Ach, ihr Brüder, dieser Gott, den ich schuf, war Menschen-Werk und Wahnsinn, gleich allen Göttern!
I couldn’t agree more with that kraut genius, and my handwriting over the gore-blotched passage was strong and clear: Ah, my brothers, that God whom I created was man-made and madness, like all gods!
But it was Ah Fu’s madness, and she seemed to have done all right by it. The shark table was under the ki’i of the shark god, and it’s where Ah Fu sat each morning tallying her books. That she would seat this young lady there told me she ranked this ankle a sweet Jane worthy of protection in our den of wolves.

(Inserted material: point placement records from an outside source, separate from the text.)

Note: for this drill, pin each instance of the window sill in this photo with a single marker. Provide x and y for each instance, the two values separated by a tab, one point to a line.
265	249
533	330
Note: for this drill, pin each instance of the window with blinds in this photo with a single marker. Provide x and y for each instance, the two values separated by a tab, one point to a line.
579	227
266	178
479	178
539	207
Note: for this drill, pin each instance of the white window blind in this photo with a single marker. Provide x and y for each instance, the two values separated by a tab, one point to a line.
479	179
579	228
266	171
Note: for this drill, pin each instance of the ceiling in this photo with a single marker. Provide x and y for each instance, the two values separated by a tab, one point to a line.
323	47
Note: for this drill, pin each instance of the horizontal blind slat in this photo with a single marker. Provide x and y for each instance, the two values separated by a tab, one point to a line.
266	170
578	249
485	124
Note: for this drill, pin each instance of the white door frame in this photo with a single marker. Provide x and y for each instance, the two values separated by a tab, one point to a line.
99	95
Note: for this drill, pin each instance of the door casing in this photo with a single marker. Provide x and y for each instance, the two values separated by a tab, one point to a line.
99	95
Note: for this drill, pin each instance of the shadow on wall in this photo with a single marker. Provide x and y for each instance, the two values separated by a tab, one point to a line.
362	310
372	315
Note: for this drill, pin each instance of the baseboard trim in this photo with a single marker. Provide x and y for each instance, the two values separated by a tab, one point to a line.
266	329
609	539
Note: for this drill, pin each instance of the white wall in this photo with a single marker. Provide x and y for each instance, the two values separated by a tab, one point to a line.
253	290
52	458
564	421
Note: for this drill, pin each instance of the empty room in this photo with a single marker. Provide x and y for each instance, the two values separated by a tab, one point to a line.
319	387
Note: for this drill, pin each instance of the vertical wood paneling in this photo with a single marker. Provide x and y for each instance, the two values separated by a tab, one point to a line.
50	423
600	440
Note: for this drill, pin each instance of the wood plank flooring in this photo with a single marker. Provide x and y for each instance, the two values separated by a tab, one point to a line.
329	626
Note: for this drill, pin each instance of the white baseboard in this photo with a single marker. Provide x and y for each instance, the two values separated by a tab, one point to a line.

I thought she might be a honey trap ribbed up by Moon Duck’s cronies, so I watched her a while. She sipped her tea. She read her book—some slim volume that looked like poetry. The slick action on the floor didn’t seem to grab her, but when Sol Ho’opi’i glided into his solo, she was all ears and eyes. That steadied my nerves, and I approached her table.
“You looking for me, sister?”
She regarded me with an expression of expectation and gentle innocence that snatched at my soul sweet and chill as a waft of opium.
After what I did in Oklahoma, I had taken the veil. My yearning for broads was strong as ever, I assure you, and that’s what made my self-denial a kind of penance. Zehn Mal musst du des Tages dich selber überwinden, Zarathustra spake. Ten times a day must you overcome yourself.
I’d done a lot of overcoming and plenty of penance in the last two years and the island dolls had inflicted genuine suffering, but I’d not once gotten dizzy with a dame—not until that moment. She was a kid, twenty-two, and lovely, I mean like some kind of dream figment that inspires a feeling of calamitous solitude—you know what I’m saying, that lonely revelation you’ve been alone your entire miserable life waiting for this—this misfortune of unpredictable and ferocious passion to hunt you down and menace you with all the lascivious misery of desire, shamelessness, and inevitable and inconsolable loss.
“Are you Mister Richard Doyle?”
From far away, I heard myself answer mindlessly, “What of it?”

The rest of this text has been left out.